Yani mesele yalnızca kazanç değil, mesele daha derin. Ve hepsi zincirin halkası.

Mülakat: Liyakat Katliamının Resmi

Ataması yapılmayanların sayısı yarım milyona ulaştı!
Derece yapan gençler, mülakat kapısından giremiyor.
Girebilenler soruları anlamlandıramıyor.
Neye göre elendiğini kimse bilmiyor.

Rize’de derece yapan öğretmen adaylarının Cumhurbaşkanı’nın karşısına geçip “Mülakatta elendik, sesimizi duyuramadık” diye isyan etmesi bile bir şey değiştirmedi.

Biliyorsunuz Bakan Tekin de Plan Bütçe Komisyonu’nda sorulan sorulara, kendisine bol sıfırlı verilen karneye tepki olarak salonu terk etti.
Bakanlık önünde her gün eylem yapan öğretmenlere ise tamamen kulak tıkanmış durumda.

Esnaf olan, kasiyerlik, taksicilik yapan öğretmenler var.
İş bulamayıp canından olanları da biliyoruz.
Çok acı.
Oysa hem Akp ilçe başkanı, hem öğretmen hem de kantinci olabilirlerdi.

Ücretli Öğretmenlik: Modern Zamanın Mevsimlik İşçiliği

“Atanamayanlar hiç olmazsa özel okulda çalışsın” deniyor.
100 bine yakın öğretmen de öyle yapıyor.
Peki orada ne oluyor?
Ortalama maaş: asgari ücret.
Ders yoksa maaş yok.
Sigorta düşük yatıyor.
Sözleşmeler güvencesiz, haklar sınırlı.
Yani neredeyse “mevsimlik işçilik.”
Üstelik her yıl farklı bir okul, farklı bir sınıf, farklı bir belirsizlik…

Kadem Özbay detaylıca anlattı:

“2014’e kadar özel okul öğretmenleri, devlet okulundaki emsallerinden daha düşük ücret alamazdı. Bu kural 100 yıl boyunca öğretmeni korudu.

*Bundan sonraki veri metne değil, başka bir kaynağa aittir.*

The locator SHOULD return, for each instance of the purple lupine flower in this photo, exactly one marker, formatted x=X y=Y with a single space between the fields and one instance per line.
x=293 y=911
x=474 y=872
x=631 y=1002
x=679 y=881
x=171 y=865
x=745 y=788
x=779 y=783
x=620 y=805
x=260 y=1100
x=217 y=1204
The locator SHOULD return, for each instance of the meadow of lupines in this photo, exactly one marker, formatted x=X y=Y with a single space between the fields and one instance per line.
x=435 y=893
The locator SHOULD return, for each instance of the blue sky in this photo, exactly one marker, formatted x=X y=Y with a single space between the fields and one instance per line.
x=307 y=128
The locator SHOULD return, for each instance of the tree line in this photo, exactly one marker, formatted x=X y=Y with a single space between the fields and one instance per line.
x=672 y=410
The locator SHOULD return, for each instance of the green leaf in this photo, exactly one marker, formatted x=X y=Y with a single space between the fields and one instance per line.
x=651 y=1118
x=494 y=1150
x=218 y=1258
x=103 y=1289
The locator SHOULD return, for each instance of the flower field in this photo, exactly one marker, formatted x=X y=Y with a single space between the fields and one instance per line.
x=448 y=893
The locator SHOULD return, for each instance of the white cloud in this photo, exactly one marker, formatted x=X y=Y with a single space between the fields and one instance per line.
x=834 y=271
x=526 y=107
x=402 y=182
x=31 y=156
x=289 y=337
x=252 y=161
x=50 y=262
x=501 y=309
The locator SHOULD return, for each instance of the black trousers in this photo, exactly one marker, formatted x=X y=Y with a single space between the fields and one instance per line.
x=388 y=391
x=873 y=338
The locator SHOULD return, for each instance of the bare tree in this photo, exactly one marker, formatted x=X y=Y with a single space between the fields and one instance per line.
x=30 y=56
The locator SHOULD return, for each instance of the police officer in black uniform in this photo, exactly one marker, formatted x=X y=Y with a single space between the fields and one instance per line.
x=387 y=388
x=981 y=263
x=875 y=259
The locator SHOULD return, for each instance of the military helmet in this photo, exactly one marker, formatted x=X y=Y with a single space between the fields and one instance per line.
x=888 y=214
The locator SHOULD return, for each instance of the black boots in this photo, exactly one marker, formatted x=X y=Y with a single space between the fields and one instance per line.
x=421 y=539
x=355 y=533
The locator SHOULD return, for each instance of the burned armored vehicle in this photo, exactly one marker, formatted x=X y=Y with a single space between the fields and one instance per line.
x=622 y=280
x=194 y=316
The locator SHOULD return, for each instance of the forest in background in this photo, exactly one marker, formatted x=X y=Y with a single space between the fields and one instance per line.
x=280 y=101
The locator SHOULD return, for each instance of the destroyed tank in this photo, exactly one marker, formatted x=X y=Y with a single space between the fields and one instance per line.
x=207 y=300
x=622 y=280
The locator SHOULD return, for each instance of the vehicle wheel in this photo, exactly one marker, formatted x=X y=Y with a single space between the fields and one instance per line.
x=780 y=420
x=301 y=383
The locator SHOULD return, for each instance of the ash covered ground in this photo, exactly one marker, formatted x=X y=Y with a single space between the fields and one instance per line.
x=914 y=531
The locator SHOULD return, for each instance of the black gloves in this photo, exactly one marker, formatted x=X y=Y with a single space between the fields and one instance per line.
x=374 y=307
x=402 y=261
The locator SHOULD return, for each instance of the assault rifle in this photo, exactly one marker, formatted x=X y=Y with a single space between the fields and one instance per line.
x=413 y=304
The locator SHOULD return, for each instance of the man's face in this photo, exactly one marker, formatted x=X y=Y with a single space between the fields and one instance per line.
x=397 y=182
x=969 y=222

Bu hükmü kim kaldırdı? AKP. Neden kaldırdı? Özel öğretimi tarikatlara, vakıflara, şirketlere devredilecek bir pazar alanı olarak görüyor. AKP döneminde özel öğretimin payı %1’lerden %20’lere çıktı. Eğitim velinin cüzdanına bağlandı.”

Oysa 5580 sayılı yasa açıkça der ki:
“Özel okullar kâr amacıyla faaliyet gösteremez.”

Nasıl mümkün oluyor?
Özbay: “Devlet denetlemiyor, iktidar göz yumuyor.”

Bu Düzen Eğitimi Yok Ediyor

Özbay’a göre yapılması gereken, birlikte hareket etmek.
“Eğitim emekçilerinin yaşadığı yoksulluk, çocukların eğitimini doğrudan etkilediği için sadece öğretmenlerin değil, tüm halkın sorunudur. Çözüm; velilerin ve toplumun açık itirazıyla mümkün olacaktır.”

24 Kasım yüzleşme günü olmalı.
Çiçeklerle, mesajlarla, sosyal medya paylaşımlarıyla “kutlama” günü olarak kalmamalı. Çünkü bir ülke, öğretmenlerinin sesini duymadan geleceğini inşa edemez.
Başöretmenimizin dediği gibi “Milletleri kurtaranlar yalnız ve ancak öğretmenlerdir.”